Importantly, immigrants who are already in the United States must abide by immigration laws. There is a large number of immigrants who reside legally in the United States on a green card or on a permanent visa. Even though the individuals with green cards or permanent visas may seek to become full citizens, they must avoid any activities that may bring about a deportation action until they do so.
What Is Legal Immigration?
Legal immigration refers to instances in which a non-citizen is allowed to be in the country legally under permanent resident status. In other words, the U.S. citizen is a green card holder. Permanent resident status may be granted to certain classes of persons who immigrate legally. Permanent resident status is considered to be the most important step that needs to be taken towards obtaining permanent U.S. citizenship.

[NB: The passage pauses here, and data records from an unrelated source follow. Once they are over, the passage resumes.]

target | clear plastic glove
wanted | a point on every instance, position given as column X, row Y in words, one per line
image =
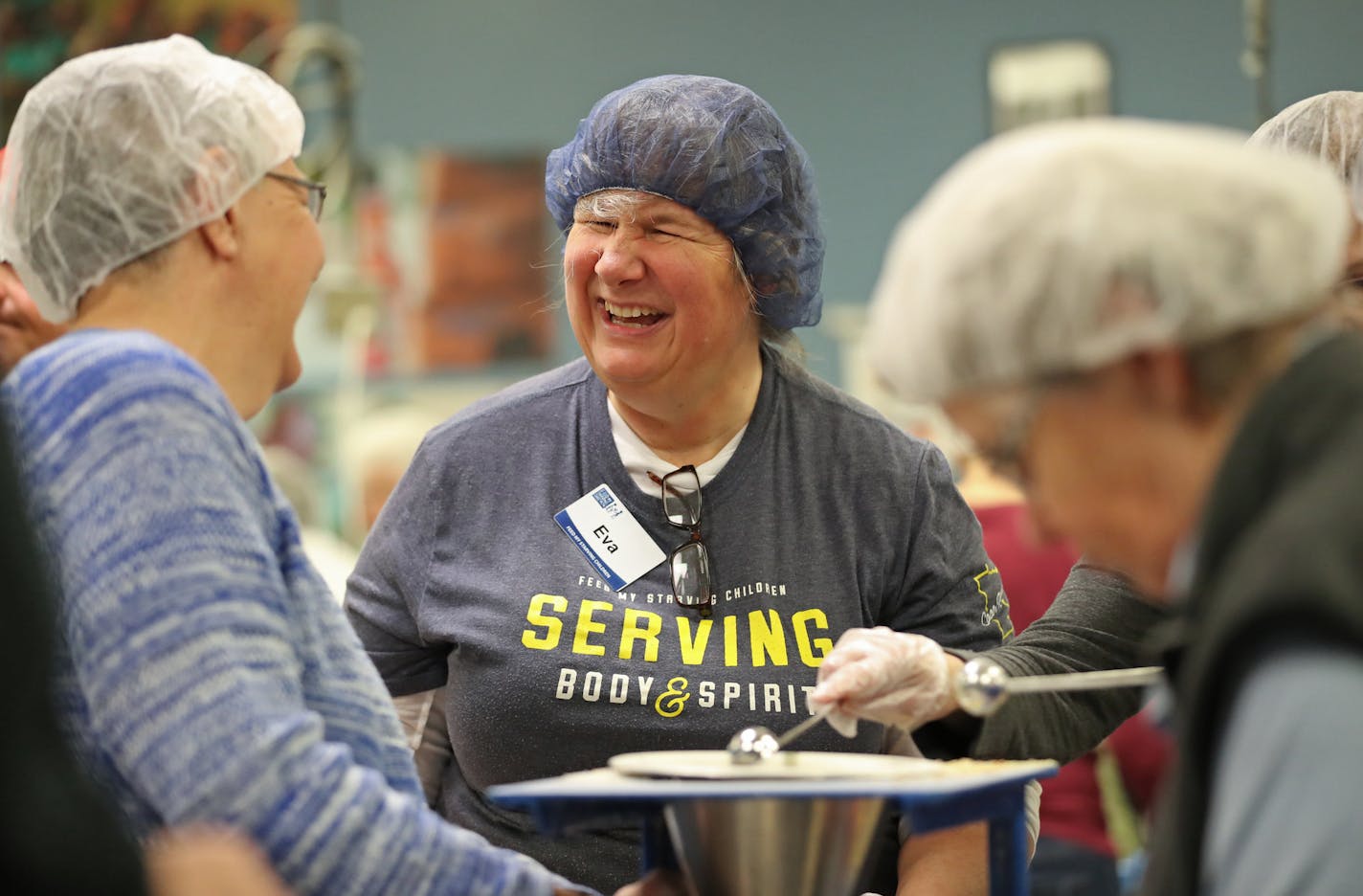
column 886, row 677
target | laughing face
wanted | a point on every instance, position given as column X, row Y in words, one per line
column 655, row 294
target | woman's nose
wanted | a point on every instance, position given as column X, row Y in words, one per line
column 617, row 259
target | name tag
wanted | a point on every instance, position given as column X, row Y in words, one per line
column 610, row 536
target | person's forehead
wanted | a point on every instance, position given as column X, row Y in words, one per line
column 643, row 205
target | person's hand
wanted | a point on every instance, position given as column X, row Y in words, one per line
column 658, row 884
column 887, row 677
column 22, row 329
column 205, row 861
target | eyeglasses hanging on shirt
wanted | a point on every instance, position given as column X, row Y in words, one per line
column 690, row 561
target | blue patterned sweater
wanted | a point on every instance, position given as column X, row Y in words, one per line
column 206, row 674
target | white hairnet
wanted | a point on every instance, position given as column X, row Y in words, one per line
column 121, row 151
column 1063, row 247
column 1329, row 127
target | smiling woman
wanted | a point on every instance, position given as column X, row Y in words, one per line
column 693, row 247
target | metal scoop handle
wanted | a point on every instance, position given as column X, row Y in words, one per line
column 800, row 728
column 1138, row 677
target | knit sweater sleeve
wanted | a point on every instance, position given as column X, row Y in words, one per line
column 1096, row 622
column 180, row 632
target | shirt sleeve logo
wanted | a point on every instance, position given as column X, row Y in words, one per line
column 990, row 588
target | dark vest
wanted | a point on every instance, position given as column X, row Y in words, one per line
column 1282, row 556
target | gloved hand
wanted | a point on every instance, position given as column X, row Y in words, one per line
column 883, row 675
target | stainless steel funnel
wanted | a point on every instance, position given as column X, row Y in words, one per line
column 809, row 846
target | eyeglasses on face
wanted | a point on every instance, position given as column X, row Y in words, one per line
column 317, row 191
column 690, row 562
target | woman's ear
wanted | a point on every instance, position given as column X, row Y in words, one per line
column 219, row 235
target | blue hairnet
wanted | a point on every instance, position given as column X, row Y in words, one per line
column 719, row 149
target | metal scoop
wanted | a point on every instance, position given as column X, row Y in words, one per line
column 983, row 684
column 757, row 744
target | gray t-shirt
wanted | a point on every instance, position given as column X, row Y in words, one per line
column 825, row 519
column 1285, row 818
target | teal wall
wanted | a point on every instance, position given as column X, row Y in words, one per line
column 883, row 93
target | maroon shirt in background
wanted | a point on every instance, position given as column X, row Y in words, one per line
column 1071, row 806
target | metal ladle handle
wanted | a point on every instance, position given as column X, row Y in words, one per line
column 983, row 684
column 1138, row 677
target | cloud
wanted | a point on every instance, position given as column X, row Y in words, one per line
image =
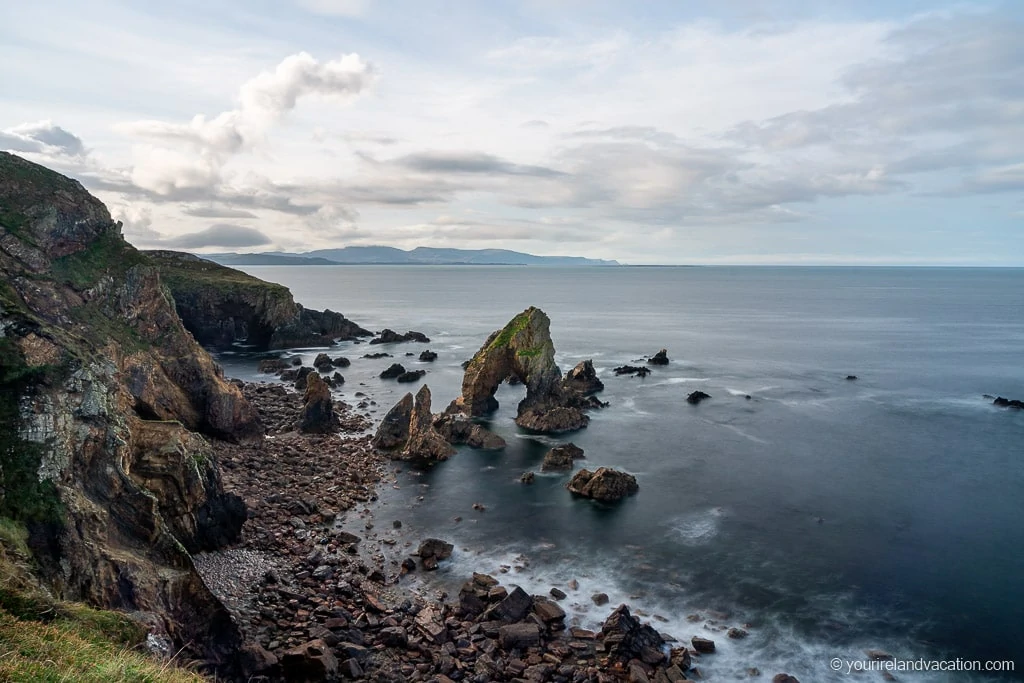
column 221, row 235
column 469, row 162
column 41, row 137
column 184, row 156
column 210, row 211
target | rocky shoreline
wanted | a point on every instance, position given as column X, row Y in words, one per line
column 320, row 595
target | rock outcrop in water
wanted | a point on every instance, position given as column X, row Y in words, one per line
column 222, row 306
column 104, row 401
column 408, row 431
column 604, row 484
column 522, row 349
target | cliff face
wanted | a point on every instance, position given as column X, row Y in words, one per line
column 104, row 398
column 221, row 306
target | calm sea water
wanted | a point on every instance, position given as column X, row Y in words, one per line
column 830, row 515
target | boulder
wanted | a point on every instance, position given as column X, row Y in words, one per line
column 272, row 366
column 696, row 396
column 310, row 663
column 518, row 636
column 659, row 358
column 583, row 379
column 702, row 645
column 317, row 415
column 560, row 458
column 521, row 349
column 392, row 337
column 626, row 638
column 411, row 376
column 603, row 484
column 393, row 372
column 1009, row 402
column 393, row 430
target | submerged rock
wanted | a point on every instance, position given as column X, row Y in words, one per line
column 392, row 337
column 659, row 358
column 560, row 458
column 583, row 379
column 393, row 372
column 603, row 484
column 696, row 396
column 523, row 349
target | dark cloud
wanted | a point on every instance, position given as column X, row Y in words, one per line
column 216, row 212
column 221, row 235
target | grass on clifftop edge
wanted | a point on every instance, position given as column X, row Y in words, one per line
column 46, row 641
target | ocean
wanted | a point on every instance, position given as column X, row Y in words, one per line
column 832, row 516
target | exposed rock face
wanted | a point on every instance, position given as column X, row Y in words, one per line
column 103, row 396
column 222, row 306
column 626, row 638
column 408, row 431
column 460, row 429
column 523, row 349
column 603, row 484
column 393, row 372
column 696, row 396
column 583, row 379
column 560, row 458
column 638, row 371
column 659, row 358
column 317, row 415
column 393, row 430
column 392, row 337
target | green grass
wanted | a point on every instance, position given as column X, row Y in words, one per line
column 47, row 641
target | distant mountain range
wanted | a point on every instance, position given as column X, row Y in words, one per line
column 392, row 256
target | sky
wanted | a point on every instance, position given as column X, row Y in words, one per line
column 725, row 131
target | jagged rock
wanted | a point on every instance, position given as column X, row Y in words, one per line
column 603, row 484
column 523, row 349
column 519, row 636
column 392, row 337
column 310, row 663
column 583, row 379
column 659, row 358
column 393, row 372
column 302, row 377
column 639, row 371
column 317, row 416
column 626, row 638
column 560, row 458
column 272, row 366
column 424, row 441
column 702, row 645
column 411, row 376
column 696, row 396
column 460, row 429
column 393, row 430
column 117, row 482
column 1009, row 402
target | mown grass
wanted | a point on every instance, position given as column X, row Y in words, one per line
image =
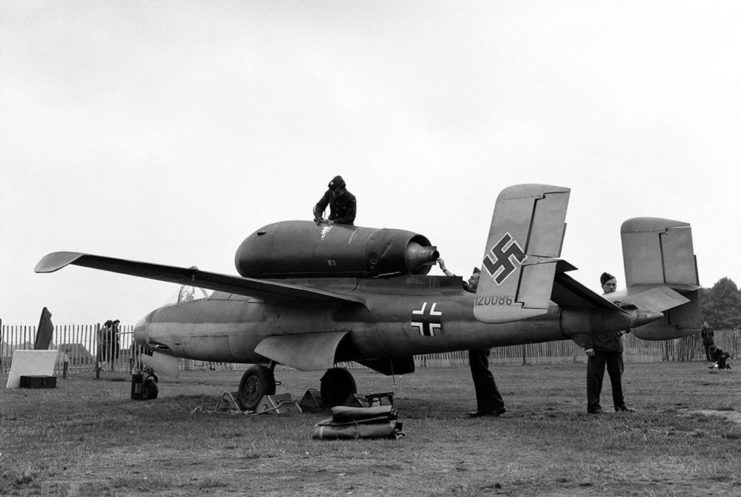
column 87, row 438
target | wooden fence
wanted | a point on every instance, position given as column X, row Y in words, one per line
column 80, row 347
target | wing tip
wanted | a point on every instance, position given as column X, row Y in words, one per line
column 56, row 261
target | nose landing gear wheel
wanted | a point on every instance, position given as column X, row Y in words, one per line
column 256, row 382
column 337, row 386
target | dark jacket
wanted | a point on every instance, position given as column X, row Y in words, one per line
column 606, row 342
column 341, row 209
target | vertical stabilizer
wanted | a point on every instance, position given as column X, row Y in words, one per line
column 525, row 237
column 661, row 275
column 658, row 251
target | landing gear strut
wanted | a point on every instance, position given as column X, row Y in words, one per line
column 337, row 386
column 256, row 381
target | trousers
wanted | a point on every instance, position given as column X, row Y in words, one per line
column 488, row 398
column 596, row 372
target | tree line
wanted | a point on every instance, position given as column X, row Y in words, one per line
column 720, row 305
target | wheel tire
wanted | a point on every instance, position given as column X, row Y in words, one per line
column 256, row 382
column 150, row 390
column 337, row 385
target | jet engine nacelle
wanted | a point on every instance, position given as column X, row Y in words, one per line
column 306, row 249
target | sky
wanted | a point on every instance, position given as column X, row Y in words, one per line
column 168, row 131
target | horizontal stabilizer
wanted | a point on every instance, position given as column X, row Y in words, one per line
column 519, row 265
column 305, row 352
column 270, row 291
column 658, row 251
column 569, row 293
column 657, row 298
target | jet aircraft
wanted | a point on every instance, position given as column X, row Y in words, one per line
column 311, row 295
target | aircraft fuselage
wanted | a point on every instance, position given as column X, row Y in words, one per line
column 403, row 316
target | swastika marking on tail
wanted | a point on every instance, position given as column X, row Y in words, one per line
column 499, row 262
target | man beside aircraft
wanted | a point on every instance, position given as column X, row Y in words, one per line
column 605, row 349
column 342, row 204
column 489, row 401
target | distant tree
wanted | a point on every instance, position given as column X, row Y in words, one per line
column 720, row 306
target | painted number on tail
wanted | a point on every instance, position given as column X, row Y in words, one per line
column 503, row 258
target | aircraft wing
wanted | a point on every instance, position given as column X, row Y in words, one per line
column 270, row 291
column 567, row 292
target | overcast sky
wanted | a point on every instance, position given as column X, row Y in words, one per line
column 167, row 131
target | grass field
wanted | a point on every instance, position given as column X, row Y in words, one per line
column 87, row 438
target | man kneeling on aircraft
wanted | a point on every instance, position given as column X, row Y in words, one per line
column 342, row 204
column 489, row 401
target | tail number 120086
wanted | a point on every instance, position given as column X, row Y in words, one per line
column 494, row 300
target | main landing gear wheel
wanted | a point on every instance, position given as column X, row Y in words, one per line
column 337, row 386
column 256, row 382
column 150, row 390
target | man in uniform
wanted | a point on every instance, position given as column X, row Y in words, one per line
column 605, row 349
column 708, row 341
column 489, row 401
column 342, row 205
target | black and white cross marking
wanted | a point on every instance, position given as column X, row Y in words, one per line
column 427, row 324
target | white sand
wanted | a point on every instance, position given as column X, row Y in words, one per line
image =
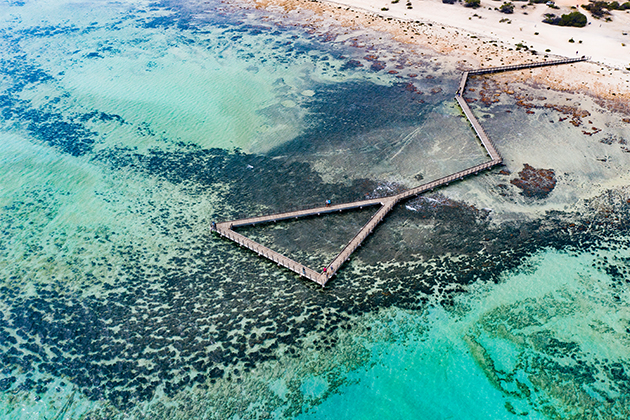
column 457, row 32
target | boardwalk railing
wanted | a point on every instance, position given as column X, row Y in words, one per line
column 224, row 229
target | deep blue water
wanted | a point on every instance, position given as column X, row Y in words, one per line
column 126, row 128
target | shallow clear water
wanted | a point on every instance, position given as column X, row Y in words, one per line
column 126, row 128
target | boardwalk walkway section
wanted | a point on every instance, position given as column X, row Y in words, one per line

It is important to note that most green card holders start off with a temporary visa, and then work towards having their residency status changed after being in the country for extended periods of time.
In general, proof of such permanent residency status is evidenced by the possession of a permanent resident card, also known as a green card. Permanent resident status may also refer to individuals who have entered the country under a conditional residency status, and have then had their status adjusted to that of a permanent resident. With permanent residency status an individual may work at any job legally in the United States, as well as own personal property.
Additionally, permanent residents do not have to return to their home countries after the expiration of a period of time, as long as their green card remains valid. Additionally, permanent residence status can result in being able to apply for U.S. citizenship.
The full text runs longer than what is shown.